Als jüdischer Bürger mache ich mir besonders Sorgen über die Ignoranz gegenüber rechtsextremen Aktivitäten und Antisemitisms.
Ein beunruhigendes Zitat des Landtagsabgeordneten und Polizeihauptkommissars Holger Dremel (CSU) im Rahmen des PoliTalks im Stadtjugendring Bamberg verdeutlicht diese Problematik. Dremel behauptete, dass die rund 600 untergetauchten Rechtsextremen und gewalttätigen Neonazis nicht gefunden werden könnten, da sie, Zitat: „noch nichts getan haben.“ In einer Zeit, in der rechtsextremes Gedankengut in unserer Gesellschaft an Bedeutung gewinnt und sogar im Parlament vertreten ist, stellt sich für mich die Frage nach der Zukunft unserer Demokratie und der Sicherheit in Deutschland mit großer Dringlichkeit. Ein Blick auf die Statistiken zeigt die wachsende Bedrohung. Seit 1980 gab es keinen linken oder grünen Terroranschlag in Deutschland, aber allein in Bayern wurden 21 rechtsextreme Terroranschläge registriert. Im Jahr 2022 wurden in Deutschland 5,5-mal mehr rechtsextreme Straftaten als linksmotivierte Straftaten verzeichnet.

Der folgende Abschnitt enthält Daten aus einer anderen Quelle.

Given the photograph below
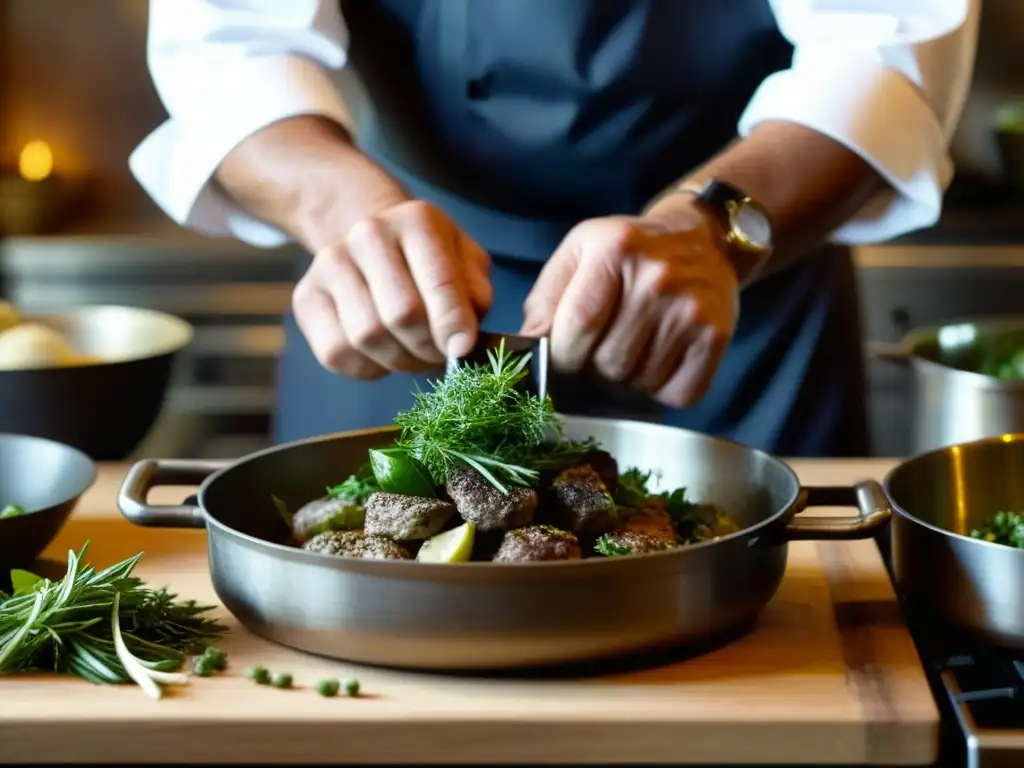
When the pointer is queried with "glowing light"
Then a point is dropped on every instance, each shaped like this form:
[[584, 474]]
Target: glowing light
[[36, 161]]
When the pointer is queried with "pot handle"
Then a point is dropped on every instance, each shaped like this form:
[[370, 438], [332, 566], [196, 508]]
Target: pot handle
[[889, 351], [147, 474], [867, 496]]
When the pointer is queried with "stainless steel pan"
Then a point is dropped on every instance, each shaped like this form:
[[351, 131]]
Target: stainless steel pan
[[938, 498], [952, 402], [488, 615]]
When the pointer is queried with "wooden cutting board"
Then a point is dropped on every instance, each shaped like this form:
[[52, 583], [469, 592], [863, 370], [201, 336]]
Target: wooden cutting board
[[828, 676]]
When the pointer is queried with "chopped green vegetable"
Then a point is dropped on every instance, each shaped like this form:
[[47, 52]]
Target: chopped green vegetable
[[203, 667], [604, 546], [1010, 117], [396, 471], [355, 489], [452, 546], [1003, 527], [216, 656], [11, 510], [282, 680], [478, 417], [328, 687], [258, 675], [107, 626]]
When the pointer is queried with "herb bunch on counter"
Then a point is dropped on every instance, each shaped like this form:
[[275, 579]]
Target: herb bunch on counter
[[105, 627]]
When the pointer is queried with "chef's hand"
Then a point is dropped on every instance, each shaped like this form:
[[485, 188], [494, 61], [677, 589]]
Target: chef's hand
[[403, 287], [649, 300]]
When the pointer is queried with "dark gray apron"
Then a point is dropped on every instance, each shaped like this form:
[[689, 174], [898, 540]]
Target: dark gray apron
[[521, 118]]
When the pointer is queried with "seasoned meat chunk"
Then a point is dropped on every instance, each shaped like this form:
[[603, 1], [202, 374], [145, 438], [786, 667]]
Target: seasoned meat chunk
[[356, 544], [481, 504], [630, 543], [605, 466], [584, 505], [327, 514], [653, 520], [406, 517], [538, 543]]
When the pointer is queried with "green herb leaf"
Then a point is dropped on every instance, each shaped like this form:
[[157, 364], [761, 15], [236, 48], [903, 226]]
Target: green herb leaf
[[66, 626], [604, 546], [25, 582], [355, 489], [479, 417], [397, 471]]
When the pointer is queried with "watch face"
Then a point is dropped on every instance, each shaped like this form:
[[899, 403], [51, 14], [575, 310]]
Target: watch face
[[754, 224]]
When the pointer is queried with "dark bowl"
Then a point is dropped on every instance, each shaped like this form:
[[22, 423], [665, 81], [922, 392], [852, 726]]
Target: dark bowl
[[46, 479], [103, 409]]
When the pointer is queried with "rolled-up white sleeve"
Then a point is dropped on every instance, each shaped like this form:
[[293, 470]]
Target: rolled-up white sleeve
[[223, 70], [887, 79]]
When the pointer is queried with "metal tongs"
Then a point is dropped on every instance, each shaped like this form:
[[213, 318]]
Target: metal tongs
[[537, 382]]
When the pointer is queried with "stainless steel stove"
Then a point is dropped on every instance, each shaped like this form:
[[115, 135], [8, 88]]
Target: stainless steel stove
[[978, 687]]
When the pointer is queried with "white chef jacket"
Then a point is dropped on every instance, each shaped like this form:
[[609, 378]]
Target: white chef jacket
[[885, 78]]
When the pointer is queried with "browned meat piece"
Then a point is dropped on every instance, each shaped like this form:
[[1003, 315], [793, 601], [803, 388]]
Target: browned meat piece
[[481, 504], [630, 543], [652, 520], [538, 543], [356, 544], [406, 517], [606, 466], [584, 505], [327, 514]]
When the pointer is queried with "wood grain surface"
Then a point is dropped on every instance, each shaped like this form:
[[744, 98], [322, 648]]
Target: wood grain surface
[[829, 675]]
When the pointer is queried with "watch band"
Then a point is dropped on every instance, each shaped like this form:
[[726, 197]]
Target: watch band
[[724, 200]]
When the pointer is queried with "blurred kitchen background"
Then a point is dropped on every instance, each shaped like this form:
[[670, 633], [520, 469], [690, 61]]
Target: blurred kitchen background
[[74, 89]]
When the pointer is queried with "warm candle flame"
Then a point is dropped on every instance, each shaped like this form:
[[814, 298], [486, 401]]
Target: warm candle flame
[[36, 161]]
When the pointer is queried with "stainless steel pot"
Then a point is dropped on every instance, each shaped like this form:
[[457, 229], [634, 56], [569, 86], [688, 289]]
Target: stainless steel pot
[[488, 615], [937, 499], [951, 402]]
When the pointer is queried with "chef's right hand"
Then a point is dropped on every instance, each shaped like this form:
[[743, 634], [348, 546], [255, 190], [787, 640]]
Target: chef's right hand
[[403, 287]]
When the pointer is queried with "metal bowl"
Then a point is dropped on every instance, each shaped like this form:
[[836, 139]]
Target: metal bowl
[[46, 479], [937, 499], [105, 409], [957, 397]]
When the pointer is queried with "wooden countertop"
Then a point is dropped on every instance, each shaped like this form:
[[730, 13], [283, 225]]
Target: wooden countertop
[[828, 676]]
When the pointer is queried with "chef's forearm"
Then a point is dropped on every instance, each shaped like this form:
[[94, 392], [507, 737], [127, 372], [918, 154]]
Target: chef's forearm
[[809, 183], [304, 176]]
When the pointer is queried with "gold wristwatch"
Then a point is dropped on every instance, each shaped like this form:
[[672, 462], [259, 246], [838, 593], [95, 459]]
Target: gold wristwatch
[[745, 223]]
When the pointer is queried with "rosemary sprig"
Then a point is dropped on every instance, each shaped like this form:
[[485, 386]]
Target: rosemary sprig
[[478, 417], [66, 626]]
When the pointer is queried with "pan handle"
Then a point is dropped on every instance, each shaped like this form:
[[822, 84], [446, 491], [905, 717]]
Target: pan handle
[[872, 513], [147, 474]]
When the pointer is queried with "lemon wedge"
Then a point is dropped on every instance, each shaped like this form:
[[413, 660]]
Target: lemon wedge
[[452, 546]]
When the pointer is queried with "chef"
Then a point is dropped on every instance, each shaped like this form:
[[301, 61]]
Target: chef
[[665, 187]]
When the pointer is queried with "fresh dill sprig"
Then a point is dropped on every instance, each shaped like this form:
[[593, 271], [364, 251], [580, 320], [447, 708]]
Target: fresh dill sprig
[[478, 417], [65, 626]]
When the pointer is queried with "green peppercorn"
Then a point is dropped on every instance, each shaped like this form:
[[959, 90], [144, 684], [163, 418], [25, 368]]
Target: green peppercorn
[[202, 667], [328, 687], [258, 675], [282, 680], [11, 510], [350, 686], [216, 657]]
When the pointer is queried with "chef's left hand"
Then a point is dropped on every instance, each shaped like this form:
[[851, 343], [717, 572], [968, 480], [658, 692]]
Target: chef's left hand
[[650, 300]]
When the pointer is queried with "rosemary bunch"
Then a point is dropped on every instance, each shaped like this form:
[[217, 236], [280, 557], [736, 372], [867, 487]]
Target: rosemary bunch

Die Idealisierung der deutschen Vergangenheit und die Verzerrung historischer Fakten haben rechtsextremen Parteien sowohl gesellschaftliche als auch politische Legitimität verschafft.
Diese Entwicklungen gefährden unsere Demokratie und den Fortschritt hin zu einer wertebasierten Zukunft. Diese Idealisierung der Vergangenheit hat zur Konsequenz, dass rechtsextreme Ideologien in unserer Gesellschaft immer mehr Akzeptanz finden und eine ernsthafte Gefahr für die Demokratie darstellen.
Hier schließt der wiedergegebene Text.